In 1980 I put the following situation to Brice Durbin at the Fed office in Kansas City. (I kept calling him "Bruce", thinking I was mishearing his name. He was the first Brice I ever heard of.):
3rd down, A's runner carries the ball with its long axis perpendicular to the sidelines to a spot such that it barely gets entirely into the field of play. The ball is spotted according to its foremost point, then made RFP by rotating it with its long axis parallel to the sidelines, leaving the rearmost point of the ball in A's end zone. 4th down, A's legal forward pass is incomplete. Do you now award a TD to B, because the ball's spotted as per the previous down, part of it in A's end zone?

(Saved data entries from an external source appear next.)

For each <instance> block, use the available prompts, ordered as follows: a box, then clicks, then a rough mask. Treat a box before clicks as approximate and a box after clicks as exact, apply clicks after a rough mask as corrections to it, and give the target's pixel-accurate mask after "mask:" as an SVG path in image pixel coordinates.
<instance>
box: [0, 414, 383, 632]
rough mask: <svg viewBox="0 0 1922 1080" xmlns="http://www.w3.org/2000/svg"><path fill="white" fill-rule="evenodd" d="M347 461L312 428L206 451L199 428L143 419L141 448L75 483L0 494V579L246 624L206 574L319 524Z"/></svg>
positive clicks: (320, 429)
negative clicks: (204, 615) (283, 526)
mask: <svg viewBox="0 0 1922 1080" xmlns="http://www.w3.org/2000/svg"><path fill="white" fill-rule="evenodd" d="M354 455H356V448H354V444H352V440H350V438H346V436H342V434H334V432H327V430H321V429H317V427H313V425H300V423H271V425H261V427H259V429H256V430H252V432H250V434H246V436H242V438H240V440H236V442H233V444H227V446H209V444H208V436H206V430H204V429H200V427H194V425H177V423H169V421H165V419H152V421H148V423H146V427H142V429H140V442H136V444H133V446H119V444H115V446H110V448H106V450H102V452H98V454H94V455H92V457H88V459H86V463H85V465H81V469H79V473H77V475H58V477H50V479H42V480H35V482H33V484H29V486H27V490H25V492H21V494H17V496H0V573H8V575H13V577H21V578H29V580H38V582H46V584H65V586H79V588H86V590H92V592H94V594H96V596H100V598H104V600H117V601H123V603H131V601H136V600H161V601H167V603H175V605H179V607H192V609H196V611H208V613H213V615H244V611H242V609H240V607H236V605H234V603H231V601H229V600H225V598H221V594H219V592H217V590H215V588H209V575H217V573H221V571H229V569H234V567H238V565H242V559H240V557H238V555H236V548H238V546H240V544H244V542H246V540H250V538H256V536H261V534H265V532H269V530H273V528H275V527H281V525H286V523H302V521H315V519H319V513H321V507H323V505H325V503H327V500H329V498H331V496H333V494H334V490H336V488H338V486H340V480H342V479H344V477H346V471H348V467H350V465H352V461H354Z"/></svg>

He answered that that's why they tell their officials to always ready the ball in such a way as to be entirely in the field of play. Presumably following the 3rd down run above, the back end of the ball would be used as the rotation point instead of its front.
Situation doesn't arise in Canadian football, where the ball is always readied with its entirety outside either team's 1 yard line, and where there's only one "line of scrimmage" anyway. (Maybe that's why their rules refer to "point" instead of "spot" -- the ball is literally on a geometric point rather than occupying space.) B's restraining line is 1 yard their side of the LOS.